To answer your question: No, you are supposed to remove all casing ......standard practice.
However, yes, you could attempt it. But, keep some new brick mold on hand just in case it comes out screwed up.

What you would have to do is:

FIRST: Take measurements of the existing jam(s) and top piece (if replacing that also), in order to fabricate the new one(s) or just the one side)
1.) Remove the Door and hinges from the existing jam.
2.) Remove the interior casing from around the door.
3.) Using a recipricating saw with a metal cutting blade, cut away the nails from behind the old jam. Make sure that you cut ALL nails on the sides and the top as well.
4.) Using a finished casing pry-bar, CAREFULLY separate the old jam from the exterior brick mold. (Obviously trying not to split or damage the brick mold).
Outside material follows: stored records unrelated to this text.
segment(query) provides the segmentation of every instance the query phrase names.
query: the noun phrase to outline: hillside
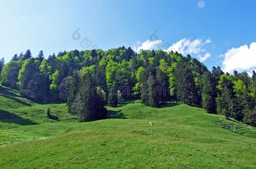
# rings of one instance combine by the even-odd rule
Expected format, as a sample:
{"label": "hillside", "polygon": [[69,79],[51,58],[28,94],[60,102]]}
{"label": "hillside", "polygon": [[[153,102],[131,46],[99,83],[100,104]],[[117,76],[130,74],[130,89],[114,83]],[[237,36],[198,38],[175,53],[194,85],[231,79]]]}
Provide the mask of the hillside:
{"label": "hillside", "polygon": [[9,88],[0,103],[0,168],[256,167],[255,128],[196,107],[127,101],[107,107],[108,119],[78,123],[65,103],[36,103]]}

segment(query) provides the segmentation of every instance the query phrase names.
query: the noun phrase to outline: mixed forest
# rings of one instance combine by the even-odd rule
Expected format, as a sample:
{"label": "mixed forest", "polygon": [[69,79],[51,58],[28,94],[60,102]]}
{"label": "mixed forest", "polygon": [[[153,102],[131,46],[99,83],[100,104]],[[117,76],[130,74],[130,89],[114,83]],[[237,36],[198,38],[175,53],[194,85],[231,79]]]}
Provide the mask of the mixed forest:
{"label": "mixed forest", "polygon": [[29,50],[0,61],[2,85],[18,89],[35,102],[66,102],[80,121],[105,119],[105,106],[139,98],[157,107],[169,101],[202,107],[256,126],[256,73],[251,77],[219,67],[211,71],[189,55],[141,50],[124,46],[102,50],[60,51],[46,58]]}

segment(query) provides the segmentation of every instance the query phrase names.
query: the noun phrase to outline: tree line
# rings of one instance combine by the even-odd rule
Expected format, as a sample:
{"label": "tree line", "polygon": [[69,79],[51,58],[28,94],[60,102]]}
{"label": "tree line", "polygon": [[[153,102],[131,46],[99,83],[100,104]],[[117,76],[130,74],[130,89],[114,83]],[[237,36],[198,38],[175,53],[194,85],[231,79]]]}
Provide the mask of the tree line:
{"label": "tree line", "polygon": [[152,107],[181,101],[256,125],[255,72],[251,77],[246,72],[225,73],[219,67],[209,71],[189,55],[162,50],[137,53],[123,46],[64,50],[46,59],[42,51],[33,58],[28,50],[4,64],[2,85],[34,101],[67,102],[69,112],[81,121],[104,119],[106,104],[136,98]]}

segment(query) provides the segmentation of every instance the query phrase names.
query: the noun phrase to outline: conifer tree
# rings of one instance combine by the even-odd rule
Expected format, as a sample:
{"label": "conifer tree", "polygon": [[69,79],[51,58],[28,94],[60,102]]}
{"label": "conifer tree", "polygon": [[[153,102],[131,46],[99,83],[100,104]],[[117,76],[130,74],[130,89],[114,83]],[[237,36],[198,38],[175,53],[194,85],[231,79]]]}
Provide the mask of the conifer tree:
{"label": "conifer tree", "polygon": [[216,90],[210,72],[206,72],[202,77],[202,106],[209,113],[216,112],[215,101]]}
{"label": "conifer tree", "polygon": [[[78,92],[80,81],[80,75],[77,71],[74,71],[73,73],[73,76],[71,81],[69,95],[68,97],[68,101],[67,102],[68,111],[71,114],[75,114],[76,113],[75,110],[71,108],[71,105],[74,103],[76,96]],[[77,96],[77,98],[79,97],[79,96]]]}
{"label": "conifer tree", "polygon": [[73,103],[76,106],[76,115],[81,122],[89,121],[105,118],[107,110],[102,98],[95,87],[95,82],[90,74],[81,78],[78,94],[79,99]]}
{"label": "conifer tree", "polygon": [[113,88],[110,89],[107,97],[107,103],[111,106],[116,106],[118,103],[118,97]]}
{"label": "conifer tree", "polygon": [[30,52],[30,50],[29,49],[28,49],[27,51],[26,51],[24,55],[23,56],[23,60],[24,61],[25,60],[30,59],[32,57],[32,54],[31,54],[31,52]]}
{"label": "conifer tree", "polygon": [[39,54],[37,55],[37,58],[40,61],[40,62],[42,62],[44,59],[44,53],[43,53],[42,50],[41,50],[40,52],[39,52]]}
{"label": "conifer tree", "polygon": [[188,105],[196,104],[198,93],[194,77],[185,59],[177,64],[174,76],[174,86],[177,98]]}
{"label": "conifer tree", "polygon": [[16,61],[18,60],[18,55],[17,55],[17,53],[16,53],[13,55],[10,61]]}
{"label": "conifer tree", "polygon": [[168,76],[158,68],[156,69],[155,94],[159,101],[164,103],[170,99],[168,92],[169,85]]}

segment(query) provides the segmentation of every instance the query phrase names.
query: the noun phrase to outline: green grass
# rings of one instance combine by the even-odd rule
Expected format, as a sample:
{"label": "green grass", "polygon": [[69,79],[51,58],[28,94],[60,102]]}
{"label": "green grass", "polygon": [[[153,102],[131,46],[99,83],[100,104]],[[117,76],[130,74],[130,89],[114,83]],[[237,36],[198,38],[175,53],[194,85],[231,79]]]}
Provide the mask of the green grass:
{"label": "green grass", "polygon": [[[65,103],[1,90],[0,168],[256,167],[255,128],[200,108],[127,101],[107,107],[109,119],[78,123]],[[45,117],[47,107],[55,119]]]}

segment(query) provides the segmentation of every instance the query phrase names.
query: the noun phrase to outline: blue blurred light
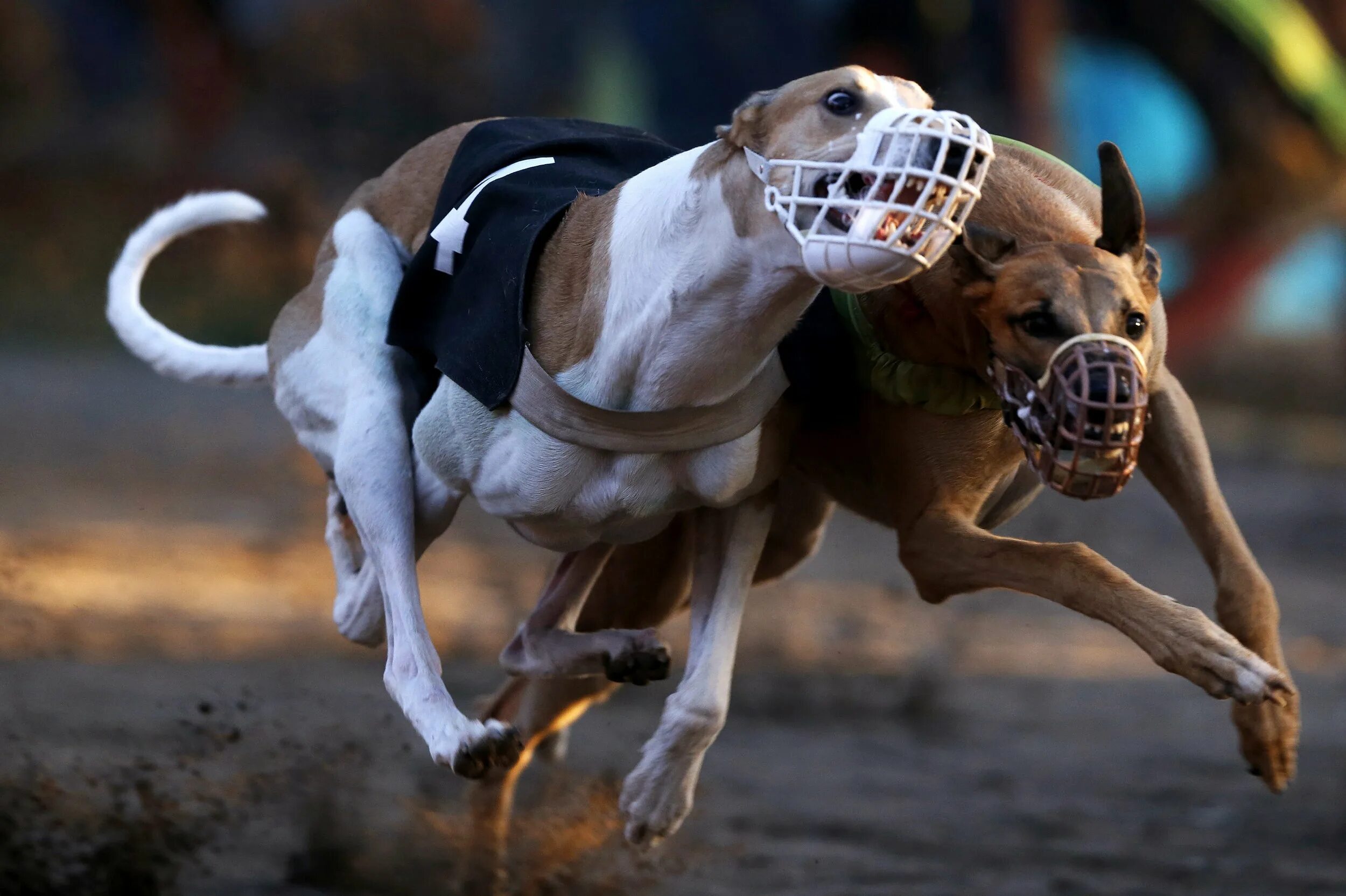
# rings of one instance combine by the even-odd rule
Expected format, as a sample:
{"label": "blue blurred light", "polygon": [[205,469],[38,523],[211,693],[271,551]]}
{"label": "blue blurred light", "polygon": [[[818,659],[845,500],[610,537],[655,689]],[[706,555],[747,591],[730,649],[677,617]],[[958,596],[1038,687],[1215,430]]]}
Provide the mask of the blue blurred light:
{"label": "blue blurred light", "polygon": [[1065,159],[1098,178],[1098,144],[1121,147],[1145,198],[1164,214],[1199,188],[1214,147],[1199,106],[1144,50],[1079,38],[1062,40],[1055,79]]}
{"label": "blue blurred light", "polygon": [[1307,336],[1342,323],[1346,231],[1319,227],[1267,266],[1248,295],[1248,326],[1275,336]]}
{"label": "blue blurred light", "polygon": [[1178,237],[1149,234],[1145,242],[1159,253],[1159,262],[1163,269],[1159,277],[1159,288],[1164,292],[1166,297],[1170,297],[1191,280],[1191,250]]}

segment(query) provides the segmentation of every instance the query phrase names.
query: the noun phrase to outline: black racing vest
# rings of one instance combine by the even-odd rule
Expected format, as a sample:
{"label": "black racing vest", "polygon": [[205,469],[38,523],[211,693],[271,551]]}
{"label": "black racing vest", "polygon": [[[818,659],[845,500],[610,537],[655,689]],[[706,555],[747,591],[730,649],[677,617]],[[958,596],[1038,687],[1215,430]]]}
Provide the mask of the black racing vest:
{"label": "black racing vest", "polygon": [[501,168],[538,156],[556,161],[493,180],[472,199],[452,274],[435,268],[439,244],[425,238],[397,291],[388,343],[437,369],[487,408],[501,406],[524,362],[533,266],[561,214],[576,195],[607,192],[677,152],[642,130],[577,118],[476,125],[448,167],[432,229]]}
{"label": "black racing vest", "polygon": [[[433,230],[486,178],[521,161],[556,161],[486,184],[466,213],[452,274],[436,269],[439,242],[427,237],[397,291],[388,343],[421,369],[421,404],[433,370],[487,408],[514,390],[528,340],[528,293],[542,246],[577,194],[600,195],[676,155],[677,148],[634,128],[579,118],[497,118],[463,137],[429,222]],[[790,397],[836,410],[857,394],[851,342],[826,291],[781,343]]]}

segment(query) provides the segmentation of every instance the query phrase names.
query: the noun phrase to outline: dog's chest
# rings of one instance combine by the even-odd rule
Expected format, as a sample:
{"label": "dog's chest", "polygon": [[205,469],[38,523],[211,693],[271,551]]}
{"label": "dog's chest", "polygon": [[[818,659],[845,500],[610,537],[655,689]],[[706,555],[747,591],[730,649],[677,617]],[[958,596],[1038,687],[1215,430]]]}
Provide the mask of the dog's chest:
{"label": "dog's chest", "polygon": [[557,550],[639,541],[690,507],[723,507],[760,479],[762,428],[670,455],[569,445],[511,410],[487,410],[443,379],[413,431],[416,451],[448,484],[526,538]]}

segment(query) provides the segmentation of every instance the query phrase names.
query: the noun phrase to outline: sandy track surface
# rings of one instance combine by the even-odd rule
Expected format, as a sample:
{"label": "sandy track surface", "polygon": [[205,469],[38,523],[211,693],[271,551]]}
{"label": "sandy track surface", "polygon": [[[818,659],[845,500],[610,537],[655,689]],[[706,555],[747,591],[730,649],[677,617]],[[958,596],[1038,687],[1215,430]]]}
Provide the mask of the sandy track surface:
{"label": "sandy track surface", "polygon": [[[511,889],[1346,893],[1346,475],[1238,432],[1217,465],[1304,696],[1284,796],[1242,772],[1226,705],[1116,632],[1015,595],[926,607],[891,534],[841,517],[754,596],[684,831],[619,842],[616,787],[670,685],[629,689],[525,778]],[[464,788],[380,655],[331,631],[322,487],[264,393],[0,352],[0,893],[463,892]],[[1210,609],[1144,483],[1046,496],[1008,531],[1088,541]],[[471,510],[427,557],[455,696],[494,687],[548,561]]]}

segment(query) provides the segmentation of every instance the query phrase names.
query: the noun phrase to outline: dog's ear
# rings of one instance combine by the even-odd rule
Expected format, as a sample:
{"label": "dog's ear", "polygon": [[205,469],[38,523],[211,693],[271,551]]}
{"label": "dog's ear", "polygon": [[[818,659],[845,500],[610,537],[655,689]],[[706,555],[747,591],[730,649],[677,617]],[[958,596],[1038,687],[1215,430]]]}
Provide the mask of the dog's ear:
{"label": "dog's ear", "polygon": [[952,246],[954,278],[958,283],[995,280],[1004,262],[1019,249],[1019,241],[1003,230],[968,222]]}
{"label": "dog's ear", "polygon": [[1129,257],[1136,273],[1145,270],[1145,206],[1127,160],[1114,143],[1098,144],[1102,180],[1102,235],[1094,245],[1114,256]]}
{"label": "dog's ear", "polygon": [[1145,244],[1145,262],[1144,268],[1140,270],[1140,278],[1152,284],[1159,285],[1159,277],[1164,273],[1164,262],[1159,260],[1159,253],[1154,250],[1149,244]]}
{"label": "dog's ear", "polygon": [[760,151],[762,113],[766,112],[773,100],[775,100],[775,90],[758,90],[734,110],[732,124],[715,129],[715,136],[728,140],[735,147]]}

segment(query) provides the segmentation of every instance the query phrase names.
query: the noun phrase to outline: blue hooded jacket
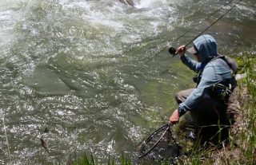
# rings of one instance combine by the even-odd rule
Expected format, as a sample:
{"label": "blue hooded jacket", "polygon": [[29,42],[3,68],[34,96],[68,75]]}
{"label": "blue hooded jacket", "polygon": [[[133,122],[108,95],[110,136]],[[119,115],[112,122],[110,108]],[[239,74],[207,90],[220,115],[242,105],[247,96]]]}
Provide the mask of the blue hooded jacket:
{"label": "blue hooded jacket", "polygon": [[186,111],[193,111],[213,84],[232,78],[230,68],[222,59],[213,60],[218,55],[217,43],[213,37],[202,35],[194,41],[194,46],[199,53],[200,61],[192,60],[186,54],[181,57],[181,60],[195,73],[202,72],[202,78],[197,88],[179,104],[178,112],[182,114]]}

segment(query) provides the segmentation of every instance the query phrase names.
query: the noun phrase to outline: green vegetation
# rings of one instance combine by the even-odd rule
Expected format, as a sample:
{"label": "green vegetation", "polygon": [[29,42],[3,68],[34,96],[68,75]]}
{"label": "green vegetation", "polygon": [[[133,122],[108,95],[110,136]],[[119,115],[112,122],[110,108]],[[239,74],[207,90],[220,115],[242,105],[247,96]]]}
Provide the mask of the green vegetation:
{"label": "green vegetation", "polygon": [[[256,163],[256,54],[243,53],[238,58],[239,73],[246,77],[238,81],[236,104],[234,108],[235,123],[230,130],[228,144],[210,147],[197,147],[190,155],[182,156],[178,164],[255,164]],[[157,164],[168,164],[163,161]],[[74,165],[102,164],[86,155]],[[103,164],[106,164],[104,163]],[[120,164],[118,160],[109,159],[108,165]],[[133,164],[130,159],[122,157],[121,164]]]}

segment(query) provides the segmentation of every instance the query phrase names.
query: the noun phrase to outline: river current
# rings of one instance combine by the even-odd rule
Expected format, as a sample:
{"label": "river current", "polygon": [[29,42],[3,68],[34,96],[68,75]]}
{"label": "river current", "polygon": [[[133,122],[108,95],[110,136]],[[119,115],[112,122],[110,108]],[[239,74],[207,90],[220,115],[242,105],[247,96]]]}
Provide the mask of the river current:
{"label": "river current", "polygon": [[[0,0],[0,164],[136,159],[139,142],[177,108],[175,92],[194,86],[166,48],[186,45],[226,2]],[[205,33],[222,54],[254,53],[255,10],[242,1]]]}

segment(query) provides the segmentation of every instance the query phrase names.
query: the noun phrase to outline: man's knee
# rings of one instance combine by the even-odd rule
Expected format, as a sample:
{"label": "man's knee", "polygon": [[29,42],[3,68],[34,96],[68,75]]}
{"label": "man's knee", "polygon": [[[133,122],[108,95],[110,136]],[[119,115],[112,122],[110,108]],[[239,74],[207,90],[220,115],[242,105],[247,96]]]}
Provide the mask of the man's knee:
{"label": "man's knee", "polygon": [[175,100],[178,104],[181,104],[186,100],[186,99],[190,96],[190,94],[192,92],[194,88],[190,88],[186,90],[182,90],[180,92],[178,92],[175,94]]}

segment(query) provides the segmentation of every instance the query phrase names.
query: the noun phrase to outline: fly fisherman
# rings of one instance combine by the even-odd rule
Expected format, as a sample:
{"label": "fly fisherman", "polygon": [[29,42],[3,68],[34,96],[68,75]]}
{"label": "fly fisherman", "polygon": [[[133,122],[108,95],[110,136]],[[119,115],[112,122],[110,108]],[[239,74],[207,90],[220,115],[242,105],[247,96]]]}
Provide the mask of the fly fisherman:
{"label": "fly fisherman", "polygon": [[[178,123],[182,115],[190,112],[193,124],[201,128],[197,130],[198,136],[206,141],[214,138],[219,126],[230,125],[226,103],[236,86],[234,74],[238,67],[234,60],[218,53],[216,41],[210,35],[202,35],[193,43],[194,46],[187,50],[181,45],[176,53],[182,63],[198,73],[194,78],[197,86],[176,93],[179,106],[170,116],[170,122]],[[186,51],[194,54],[198,61],[187,56]]]}

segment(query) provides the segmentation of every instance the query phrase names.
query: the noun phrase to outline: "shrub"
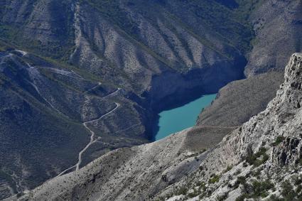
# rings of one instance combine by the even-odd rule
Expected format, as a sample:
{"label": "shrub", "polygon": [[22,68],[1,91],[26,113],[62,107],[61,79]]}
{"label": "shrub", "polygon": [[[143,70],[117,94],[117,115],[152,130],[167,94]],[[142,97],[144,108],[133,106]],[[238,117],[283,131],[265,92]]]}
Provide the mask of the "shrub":
{"label": "shrub", "polygon": [[282,188],[282,190],[281,192],[281,195],[283,195],[286,200],[293,200],[295,197],[295,192],[293,191],[293,188],[289,180],[285,180],[282,183],[281,187]]}

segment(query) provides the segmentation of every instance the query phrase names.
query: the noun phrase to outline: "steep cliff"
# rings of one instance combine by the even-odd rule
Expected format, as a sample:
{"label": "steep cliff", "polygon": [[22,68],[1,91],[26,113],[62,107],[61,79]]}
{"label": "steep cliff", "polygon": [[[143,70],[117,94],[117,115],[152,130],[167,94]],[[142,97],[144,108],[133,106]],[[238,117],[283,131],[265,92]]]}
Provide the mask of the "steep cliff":
{"label": "steep cliff", "polygon": [[248,76],[283,67],[301,4],[267,1],[1,1],[0,199],[147,142],[154,113],[243,78],[247,58]]}
{"label": "steep cliff", "polygon": [[301,72],[302,54],[295,53],[267,108],[217,145],[201,139],[232,129],[189,129],[153,143],[110,152],[21,200],[299,199]]}

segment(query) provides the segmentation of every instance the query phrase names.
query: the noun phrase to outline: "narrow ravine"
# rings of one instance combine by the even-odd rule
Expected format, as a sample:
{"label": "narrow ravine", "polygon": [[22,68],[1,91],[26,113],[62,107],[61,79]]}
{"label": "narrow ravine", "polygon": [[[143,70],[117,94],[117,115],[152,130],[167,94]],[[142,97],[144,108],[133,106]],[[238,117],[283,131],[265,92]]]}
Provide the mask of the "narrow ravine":
{"label": "narrow ravine", "polygon": [[95,142],[96,142],[97,141],[99,140],[101,138],[101,137],[98,137],[97,138],[95,139],[95,134],[93,131],[92,131],[87,126],[87,124],[92,124],[93,122],[97,121],[100,119],[102,119],[104,116],[106,116],[107,115],[109,115],[109,114],[112,113],[113,112],[114,112],[114,110],[116,110],[117,108],[119,108],[119,107],[120,106],[119,104],[115,102],[115,104],[117,105],[112,110],[111,110],[110,112],[106,113],[105,114],[101,116],[101,117],[99,117],[99,119],[95,119],[95,120],[90,120],[86,122],[83,123],[83,126],[86,128],[86,129],[87,129],[90,134],[90,141],[87,143],[87,145],[79,153],[79,159],[77,161],[77,163],[75,164],[75,170],[78,170],[80,169],[80,165],[81,165],[82,163],[82,154]]}
{"label": "narrow ravine", "polygon": [[[113,93],[116,93],[117,92],[117,91],[115,91],[115,92],[114,92]],[[109,94],[109,95],[111,95],[111,94],[112,94],[113,93],[112,93],[112,94]],[[78,170],[80,170],[80,165],[81,165],[81,163],[82,163],[82,155],[83,154],[83,153],[92,145],[92,144],[93,144],[95,142],[96,142],[96,141],[98,141],[100,138],[101,138],[101,137],[97,137],[97,138],[95,138],[95,132],[92,131],[92,130],[91,130],[89,127],[88,127],[88,126],[87,126],[87,124],[92,124],[92,123],[94,123],[94,122],[95,122],[95,121],[99,121],[99,120],[100,120],[100,119],[102,119],[102,118],[104,118],[104,116],[107,116],[107,115],[109,115],[109,114],[110,114],[111,113],[112,113],[112,112],[114,112],[116,109],[117,109],[118,108],[119,108],[119,107],[120,106],[120,104],[119,104],[119,103],[117,103],[117,102],[114,102],[115,103],[115,104],[116,104],[116,107],[113,109],[112,109],[111,111],[109,111],[109,112],[107,112],[107,113],[106,113],[105,114],[103,114],[103,115],[102,115],[100,117],[99,117],[98,119],[93,119],[93,120],[90,120],[90,121],[85,121],[85,122],[84,122],[82,124],[83,124],[83,126],[86,128],[86,129],[87,129],[88,130],[88,131],[90,131],[90,133],[91,134],[91,136],[90,136],[90,142],[86,145],[86,146],[83,148],[83,149],[82,149],[80,152],[79,152],[79,156],[78,156],[78,161],[77,161],[77,163],[75,165],[73,165],[73,166],[71,166],[70,168],[68,168],[68,169],[66,169],[66,170],[64,170],[63,172],[61,172],[60,174],[58,174],[55,178],[57,178],[57,177],[59,177],[59,176],[60,176],[60,175],[64,175],[65,173],[66,173],[68,171],[69,171],[69,170],[72,170],[73,168],[75,168],[75,170],[76,171],[77,171]]]}

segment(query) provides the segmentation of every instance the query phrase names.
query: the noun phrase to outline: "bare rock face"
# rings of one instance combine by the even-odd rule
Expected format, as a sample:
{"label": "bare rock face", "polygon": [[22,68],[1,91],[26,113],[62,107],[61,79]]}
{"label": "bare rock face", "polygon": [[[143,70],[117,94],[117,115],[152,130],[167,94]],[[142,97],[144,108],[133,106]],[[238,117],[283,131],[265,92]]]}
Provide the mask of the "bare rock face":
{"label": "bare rock face", "polygon": [[301,10],[299,0],[262,1],[256,6],[249,17],[255,38],[247,56],[247,77],[284,69],[292,53],[302,50]]}
{"label": "bare rock face", "polygon": [[[295,53],[286,67],[284,83],[267,108],[208,151],[203,148],[209,146],[196,144],[200,137],[196,134],[206,136],[205,128],[185,130],[151,144],[111,152],[21,200],[298,199],[301,71],[302,54]],[[119,164],[118,158],[124,162]]]}
{"label": "bare rock face", "polygon": [[[276,97],[210,151],[189,183],[178,184],[188,190],[182,199],[301,197],[301,70],[302,54],[295,53]],[[294,195],[284,191],[286,186]]]}

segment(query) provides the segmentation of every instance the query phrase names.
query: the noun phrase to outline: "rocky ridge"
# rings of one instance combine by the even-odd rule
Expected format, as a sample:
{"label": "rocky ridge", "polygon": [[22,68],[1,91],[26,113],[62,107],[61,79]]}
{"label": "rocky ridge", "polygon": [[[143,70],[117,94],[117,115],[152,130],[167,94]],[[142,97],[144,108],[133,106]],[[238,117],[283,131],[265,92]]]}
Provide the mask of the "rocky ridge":
{"label": "rocky ridge", "polygon": [[189,129],[153,143],[110,152],[21,200],[299,199],[301,72],[302,54],[295,53],[284,83],[267,108],[213,148],[195,138],[205,137],[206,126]]}

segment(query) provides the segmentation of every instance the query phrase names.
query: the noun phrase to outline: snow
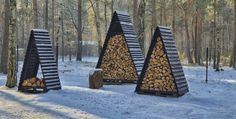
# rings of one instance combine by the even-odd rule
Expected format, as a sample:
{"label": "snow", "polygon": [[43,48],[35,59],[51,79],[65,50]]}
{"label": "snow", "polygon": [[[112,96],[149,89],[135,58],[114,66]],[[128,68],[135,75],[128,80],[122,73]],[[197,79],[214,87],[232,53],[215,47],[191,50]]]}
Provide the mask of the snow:
{"label": "snow", "polygon": [[[62,90],[45,94],[27,94],[4,86],[6,75],[0,74],[0,119],[235,119],[236,71],[224,67],[222,72],[184,66],[190,92],[179,98],[139,95],[136,85],[105,85],[89,89],[89,71],[97,57],[83,62],[60,62]],[[20,70],[22,63],[20,63]],[[18,77],[20,76],[20,71]]]}

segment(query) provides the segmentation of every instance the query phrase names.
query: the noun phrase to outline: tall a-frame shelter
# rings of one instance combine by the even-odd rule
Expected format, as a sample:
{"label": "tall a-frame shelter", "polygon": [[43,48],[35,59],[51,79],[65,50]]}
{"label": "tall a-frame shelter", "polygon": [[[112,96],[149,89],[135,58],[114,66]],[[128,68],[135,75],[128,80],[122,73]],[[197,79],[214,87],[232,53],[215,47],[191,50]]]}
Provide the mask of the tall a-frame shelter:
{"label": "tall a-frame shelter", "polygon": [[158,26],[151,41],[136,92],[182,96],[188,91],[172,32],[167,27]]}
{"label": "tall a-frame shelter", "polygon": [[[24,80],[37,76],[39,66],[41,66],[45,86],[43,88],[23,86]],[[18,86],[18,90],[23,92],[32,92],[38,89],[45,92],[61,89],[52,43],[48,31],[44,29],[33,29],[31,31]]]}
{"label": "tall a-frame shelter", "polygon": [[128,13],[115,11],[96,68],[111,84],[136,83],[144,56]]}

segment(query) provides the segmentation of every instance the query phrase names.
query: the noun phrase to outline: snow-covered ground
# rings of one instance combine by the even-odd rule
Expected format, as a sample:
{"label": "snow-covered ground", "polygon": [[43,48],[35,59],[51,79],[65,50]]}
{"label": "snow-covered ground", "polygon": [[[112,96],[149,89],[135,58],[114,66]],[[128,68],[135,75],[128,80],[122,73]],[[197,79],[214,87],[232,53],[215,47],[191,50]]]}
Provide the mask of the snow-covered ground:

It might also help to use a utility knife to cut away a 'line' between the Brick mold and the jams to separate the two pieces (paint and caulking materials).
5.) Once the old jam has been removed (BTW- I would try to keep it as intact as possible, in order to utilize it - to take precise measurements off of - for the placement of the hinges and deadbolt holes onto the new jams) Take a set of nail pullers and carefully pull the old brick mold nails through the BACKS of the brick mold. Do this while carefully holding it in place and not denting the molding with the pry-bar. The outside edges of the brick mold should be nailed in to the house sheathing ,and holding itself in place.
6.) From here, come the real carpentry skills. To duplicate the old jams while making sure that the old door and door hinges and opening all close up square/plum/tight to the new jam(s).
7.) You should be able the figure out the rest...
If not, just ask...
Good Luck!


----------



## AtlanticWBConst. (May 12, 2006)

Double posted my reply - edited


----------



## a_theater_god (Jul 30, 2006)

*thanks again*

Once again, thanks alot. I really appreciate the advice. I figured I would probably have to remove all the casing, inside and out. My real concern was in trying to preserve the outside brick molding. Your step by step instructions have given me a good guideline to proceeding. I am a carpenter, but my expertise comes in building sets for stage productions, so working with more permanent structures is a bit new to me. But I am really enjoying working on my "new" house and learning all these new things. Thanks again.


----------